'cubanpete'...

Norman Granz, the famous 'jazz impressario' who created Jazz at the Philharmonic in 1944, could be cited as one figure in the world of music (along with the advent of long-playing records at the time), who changed the way audiences experienced jazz music performances.

The following article that was published by the New York Times in 2001 on the occasion of his death illuminates his controversial thinking on the matter:

"Mr. Granz also represented stars like Ella Fitzgerald and Oscar Peterson and championed their kind of music even though when he began, some critics attacked his musicians and their audiences as ''lower-class swing enthusiasts.'' In all his Jazz at the Philharmonic presentations Mr. Granz emphasized that he wanted no dancing or unruly behavior when the music was played. He wanted people to listen, just as they might listen to Bach or Brahms."

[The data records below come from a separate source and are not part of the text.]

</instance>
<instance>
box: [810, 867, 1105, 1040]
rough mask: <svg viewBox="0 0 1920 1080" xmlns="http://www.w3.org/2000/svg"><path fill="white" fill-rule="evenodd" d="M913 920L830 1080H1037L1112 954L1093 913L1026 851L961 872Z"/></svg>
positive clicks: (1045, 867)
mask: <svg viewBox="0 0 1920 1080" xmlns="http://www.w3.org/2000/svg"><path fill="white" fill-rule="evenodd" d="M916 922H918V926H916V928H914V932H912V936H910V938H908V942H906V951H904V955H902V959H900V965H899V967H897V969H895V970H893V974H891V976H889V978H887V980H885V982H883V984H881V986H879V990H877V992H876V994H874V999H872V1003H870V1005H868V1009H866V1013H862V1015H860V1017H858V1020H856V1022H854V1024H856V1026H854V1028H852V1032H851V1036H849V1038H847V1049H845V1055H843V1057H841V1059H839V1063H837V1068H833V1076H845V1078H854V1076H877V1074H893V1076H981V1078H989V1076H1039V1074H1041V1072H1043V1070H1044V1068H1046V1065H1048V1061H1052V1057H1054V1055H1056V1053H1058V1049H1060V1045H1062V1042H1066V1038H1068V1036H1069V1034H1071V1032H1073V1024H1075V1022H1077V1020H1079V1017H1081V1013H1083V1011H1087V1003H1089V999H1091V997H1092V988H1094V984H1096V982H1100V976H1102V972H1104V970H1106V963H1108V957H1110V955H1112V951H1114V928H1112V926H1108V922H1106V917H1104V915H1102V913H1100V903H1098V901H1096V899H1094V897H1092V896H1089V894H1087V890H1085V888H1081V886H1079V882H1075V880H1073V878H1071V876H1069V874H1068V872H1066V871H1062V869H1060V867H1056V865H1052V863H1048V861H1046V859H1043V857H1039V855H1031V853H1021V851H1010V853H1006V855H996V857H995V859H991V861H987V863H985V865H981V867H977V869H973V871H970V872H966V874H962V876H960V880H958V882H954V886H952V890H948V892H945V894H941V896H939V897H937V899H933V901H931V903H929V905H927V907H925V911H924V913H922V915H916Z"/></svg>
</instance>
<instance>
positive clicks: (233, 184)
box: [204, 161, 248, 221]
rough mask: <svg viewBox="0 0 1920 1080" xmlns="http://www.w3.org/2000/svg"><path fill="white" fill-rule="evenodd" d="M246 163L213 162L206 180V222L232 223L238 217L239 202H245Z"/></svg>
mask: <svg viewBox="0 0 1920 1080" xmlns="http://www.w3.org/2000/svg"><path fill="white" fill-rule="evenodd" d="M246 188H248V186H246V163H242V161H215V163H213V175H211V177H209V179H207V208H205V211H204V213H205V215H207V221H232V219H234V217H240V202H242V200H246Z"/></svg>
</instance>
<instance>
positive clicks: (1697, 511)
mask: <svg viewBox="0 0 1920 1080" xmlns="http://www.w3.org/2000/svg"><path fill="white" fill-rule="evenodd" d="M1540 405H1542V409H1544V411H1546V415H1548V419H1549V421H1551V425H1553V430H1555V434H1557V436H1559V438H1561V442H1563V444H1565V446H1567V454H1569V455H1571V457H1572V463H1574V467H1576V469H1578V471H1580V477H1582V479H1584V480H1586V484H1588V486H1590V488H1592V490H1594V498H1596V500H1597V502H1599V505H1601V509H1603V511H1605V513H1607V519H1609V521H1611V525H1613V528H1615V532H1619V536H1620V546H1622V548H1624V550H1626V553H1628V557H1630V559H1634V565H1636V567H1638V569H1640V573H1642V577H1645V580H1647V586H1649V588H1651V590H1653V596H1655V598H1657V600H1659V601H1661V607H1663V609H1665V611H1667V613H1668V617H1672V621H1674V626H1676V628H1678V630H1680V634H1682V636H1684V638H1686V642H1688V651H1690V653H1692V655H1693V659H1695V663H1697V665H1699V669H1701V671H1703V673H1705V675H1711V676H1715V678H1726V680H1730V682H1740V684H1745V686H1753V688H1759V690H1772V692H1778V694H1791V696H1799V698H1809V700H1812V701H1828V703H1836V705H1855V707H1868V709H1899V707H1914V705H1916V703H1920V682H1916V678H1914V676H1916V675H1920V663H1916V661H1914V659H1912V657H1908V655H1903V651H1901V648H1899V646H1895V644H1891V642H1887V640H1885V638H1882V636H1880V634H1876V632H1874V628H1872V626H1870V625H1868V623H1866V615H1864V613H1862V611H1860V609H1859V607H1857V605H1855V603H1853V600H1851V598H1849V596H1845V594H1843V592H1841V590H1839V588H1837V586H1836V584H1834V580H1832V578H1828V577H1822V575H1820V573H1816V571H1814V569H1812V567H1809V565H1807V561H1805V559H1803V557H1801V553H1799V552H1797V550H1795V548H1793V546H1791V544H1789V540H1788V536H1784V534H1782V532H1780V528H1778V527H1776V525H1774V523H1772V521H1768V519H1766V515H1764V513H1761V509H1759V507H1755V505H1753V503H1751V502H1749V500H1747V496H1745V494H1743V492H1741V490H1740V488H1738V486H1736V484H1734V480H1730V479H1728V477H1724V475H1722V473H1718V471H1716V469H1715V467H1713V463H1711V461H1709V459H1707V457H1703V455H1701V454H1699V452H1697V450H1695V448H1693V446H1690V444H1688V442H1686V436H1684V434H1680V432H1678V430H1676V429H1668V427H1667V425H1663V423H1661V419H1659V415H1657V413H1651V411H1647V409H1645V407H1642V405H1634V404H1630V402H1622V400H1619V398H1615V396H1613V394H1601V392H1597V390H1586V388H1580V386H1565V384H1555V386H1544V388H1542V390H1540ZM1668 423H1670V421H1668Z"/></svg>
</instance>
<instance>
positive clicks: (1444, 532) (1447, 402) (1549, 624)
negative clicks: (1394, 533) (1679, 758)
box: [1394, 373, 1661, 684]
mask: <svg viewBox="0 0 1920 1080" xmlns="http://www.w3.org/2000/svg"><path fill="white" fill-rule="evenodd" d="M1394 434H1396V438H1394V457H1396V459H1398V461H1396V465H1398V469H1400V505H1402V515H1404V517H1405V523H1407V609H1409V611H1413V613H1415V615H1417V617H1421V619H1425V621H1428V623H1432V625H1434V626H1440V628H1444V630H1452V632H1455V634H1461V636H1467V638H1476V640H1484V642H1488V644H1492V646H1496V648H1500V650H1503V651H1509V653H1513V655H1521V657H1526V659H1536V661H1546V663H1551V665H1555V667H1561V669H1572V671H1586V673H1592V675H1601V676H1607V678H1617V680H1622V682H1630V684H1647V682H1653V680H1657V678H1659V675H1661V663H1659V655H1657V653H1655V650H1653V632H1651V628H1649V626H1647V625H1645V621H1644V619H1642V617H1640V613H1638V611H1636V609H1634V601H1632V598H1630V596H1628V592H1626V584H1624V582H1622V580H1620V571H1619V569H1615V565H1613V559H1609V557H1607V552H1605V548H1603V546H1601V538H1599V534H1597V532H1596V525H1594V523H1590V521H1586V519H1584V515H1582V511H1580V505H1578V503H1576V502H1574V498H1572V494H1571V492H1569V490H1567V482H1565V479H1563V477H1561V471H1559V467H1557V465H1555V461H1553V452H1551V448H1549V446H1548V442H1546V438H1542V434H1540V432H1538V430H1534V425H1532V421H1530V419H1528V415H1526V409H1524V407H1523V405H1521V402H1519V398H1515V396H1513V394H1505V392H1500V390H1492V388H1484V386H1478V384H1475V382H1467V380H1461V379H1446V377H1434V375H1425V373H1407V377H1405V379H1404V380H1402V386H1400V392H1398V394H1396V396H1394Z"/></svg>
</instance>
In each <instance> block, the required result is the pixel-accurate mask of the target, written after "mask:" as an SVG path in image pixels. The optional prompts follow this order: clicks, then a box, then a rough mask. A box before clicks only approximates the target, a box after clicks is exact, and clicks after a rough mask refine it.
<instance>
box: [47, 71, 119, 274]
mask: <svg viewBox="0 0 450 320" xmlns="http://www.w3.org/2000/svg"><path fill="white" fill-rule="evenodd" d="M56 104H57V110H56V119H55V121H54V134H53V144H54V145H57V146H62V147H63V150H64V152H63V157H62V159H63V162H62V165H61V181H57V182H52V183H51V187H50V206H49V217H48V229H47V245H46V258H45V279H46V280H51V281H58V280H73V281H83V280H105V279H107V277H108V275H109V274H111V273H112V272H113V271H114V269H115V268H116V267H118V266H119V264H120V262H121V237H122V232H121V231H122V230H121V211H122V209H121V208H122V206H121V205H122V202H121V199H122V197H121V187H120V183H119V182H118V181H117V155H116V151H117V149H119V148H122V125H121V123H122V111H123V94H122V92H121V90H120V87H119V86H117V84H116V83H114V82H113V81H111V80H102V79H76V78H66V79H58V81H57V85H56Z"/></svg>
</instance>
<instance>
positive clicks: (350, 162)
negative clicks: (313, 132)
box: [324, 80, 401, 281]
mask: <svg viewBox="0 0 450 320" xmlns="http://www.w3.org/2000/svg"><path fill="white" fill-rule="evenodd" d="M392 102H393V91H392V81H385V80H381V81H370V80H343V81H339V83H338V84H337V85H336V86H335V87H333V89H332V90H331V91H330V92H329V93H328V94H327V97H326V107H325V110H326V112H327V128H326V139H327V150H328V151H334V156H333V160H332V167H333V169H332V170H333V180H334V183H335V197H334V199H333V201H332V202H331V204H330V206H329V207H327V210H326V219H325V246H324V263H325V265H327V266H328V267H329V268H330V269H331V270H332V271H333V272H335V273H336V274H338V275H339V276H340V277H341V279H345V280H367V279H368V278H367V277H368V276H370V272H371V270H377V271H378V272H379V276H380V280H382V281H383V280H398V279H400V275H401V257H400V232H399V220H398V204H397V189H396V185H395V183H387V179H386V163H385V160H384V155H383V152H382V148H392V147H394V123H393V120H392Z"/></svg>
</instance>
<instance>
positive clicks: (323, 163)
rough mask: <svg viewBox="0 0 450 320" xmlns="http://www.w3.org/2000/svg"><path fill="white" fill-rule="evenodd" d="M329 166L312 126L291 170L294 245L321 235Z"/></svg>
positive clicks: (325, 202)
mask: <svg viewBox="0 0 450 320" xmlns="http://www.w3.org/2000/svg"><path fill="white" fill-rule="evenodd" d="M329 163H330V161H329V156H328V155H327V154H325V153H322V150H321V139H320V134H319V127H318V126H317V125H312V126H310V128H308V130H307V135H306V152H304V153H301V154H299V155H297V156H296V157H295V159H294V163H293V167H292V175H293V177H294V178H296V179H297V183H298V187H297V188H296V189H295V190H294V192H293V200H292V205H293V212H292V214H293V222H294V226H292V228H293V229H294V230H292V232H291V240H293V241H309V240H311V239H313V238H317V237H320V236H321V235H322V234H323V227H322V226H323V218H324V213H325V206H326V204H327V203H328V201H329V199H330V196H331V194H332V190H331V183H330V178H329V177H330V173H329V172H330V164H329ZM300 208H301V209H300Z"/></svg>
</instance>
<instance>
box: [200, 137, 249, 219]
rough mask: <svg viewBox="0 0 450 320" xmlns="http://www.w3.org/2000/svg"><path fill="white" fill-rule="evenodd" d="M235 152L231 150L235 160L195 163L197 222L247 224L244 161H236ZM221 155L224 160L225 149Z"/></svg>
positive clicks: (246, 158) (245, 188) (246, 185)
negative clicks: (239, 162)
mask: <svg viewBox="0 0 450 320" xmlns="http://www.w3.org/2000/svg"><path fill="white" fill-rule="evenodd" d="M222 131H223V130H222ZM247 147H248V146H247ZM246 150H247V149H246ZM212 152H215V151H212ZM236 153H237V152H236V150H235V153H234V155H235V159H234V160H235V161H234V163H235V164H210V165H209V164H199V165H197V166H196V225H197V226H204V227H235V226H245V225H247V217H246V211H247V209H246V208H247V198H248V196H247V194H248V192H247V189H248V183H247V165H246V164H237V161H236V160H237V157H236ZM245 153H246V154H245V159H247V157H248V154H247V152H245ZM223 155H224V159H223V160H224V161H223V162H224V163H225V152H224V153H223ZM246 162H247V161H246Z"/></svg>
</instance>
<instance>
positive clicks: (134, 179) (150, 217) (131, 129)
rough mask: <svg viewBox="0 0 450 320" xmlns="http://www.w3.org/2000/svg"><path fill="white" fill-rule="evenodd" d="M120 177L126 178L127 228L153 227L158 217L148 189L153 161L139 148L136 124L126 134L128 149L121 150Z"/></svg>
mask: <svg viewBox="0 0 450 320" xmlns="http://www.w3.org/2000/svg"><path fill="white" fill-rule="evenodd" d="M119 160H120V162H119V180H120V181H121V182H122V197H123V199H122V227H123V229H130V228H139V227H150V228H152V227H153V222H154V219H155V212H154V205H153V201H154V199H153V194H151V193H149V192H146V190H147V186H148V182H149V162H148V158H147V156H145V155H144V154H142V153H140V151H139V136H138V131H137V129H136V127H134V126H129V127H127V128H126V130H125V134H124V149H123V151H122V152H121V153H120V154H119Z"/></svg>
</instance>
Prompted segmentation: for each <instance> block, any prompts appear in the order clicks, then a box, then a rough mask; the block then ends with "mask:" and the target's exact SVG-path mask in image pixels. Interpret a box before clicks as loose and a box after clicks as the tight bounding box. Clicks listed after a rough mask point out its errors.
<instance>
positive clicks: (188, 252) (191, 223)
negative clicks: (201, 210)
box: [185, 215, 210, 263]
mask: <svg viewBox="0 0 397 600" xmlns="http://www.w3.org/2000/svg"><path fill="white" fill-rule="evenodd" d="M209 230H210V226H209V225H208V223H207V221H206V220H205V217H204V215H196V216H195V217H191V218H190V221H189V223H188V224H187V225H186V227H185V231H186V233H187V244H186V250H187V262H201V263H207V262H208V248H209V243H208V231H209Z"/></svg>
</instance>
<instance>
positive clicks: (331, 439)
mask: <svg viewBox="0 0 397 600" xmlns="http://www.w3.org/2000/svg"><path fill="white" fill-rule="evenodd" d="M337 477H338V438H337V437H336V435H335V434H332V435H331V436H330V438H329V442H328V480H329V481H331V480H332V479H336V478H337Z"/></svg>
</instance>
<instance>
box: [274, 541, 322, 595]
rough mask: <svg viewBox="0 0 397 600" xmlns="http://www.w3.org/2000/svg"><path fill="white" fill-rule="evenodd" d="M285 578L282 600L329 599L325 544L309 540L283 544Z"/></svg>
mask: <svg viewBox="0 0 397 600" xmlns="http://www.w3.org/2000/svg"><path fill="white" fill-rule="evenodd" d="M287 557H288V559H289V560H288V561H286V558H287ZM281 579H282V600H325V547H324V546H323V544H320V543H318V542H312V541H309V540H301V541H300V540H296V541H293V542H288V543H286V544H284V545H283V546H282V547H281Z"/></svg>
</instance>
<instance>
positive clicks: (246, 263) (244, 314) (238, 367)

Nonetheless, to his significant credit, he fought REALLY fiercely against the 'Jim Crow' mentality of that time by insisting that African-American musicians and vocalists "be treated with the same respect as Leonard Bernstein or (Jascha) Heifetz because they were just as good," he said, "both as men and musicians."

Your composition, Swing a la Calloway, is such an accurately reproduced and swingin' recreation of ballroom swing arrangements of Granz's era that if I didn't know it was you who put it all together, it would be easy for me assume that the 'chart' had been cooked up by any number of the most famous composer/arrangers working back then. It's a truly impressive piece of high-energy jazz music that sounds as though it was recorded before a 'live' audience.

'cubanpete', you da' man, man laugh !!!

Most sincerely,

LOREN


"Music is what feelings sound like."-- borrowed from a Cakewalk Music Creator forum member, "Mamabear".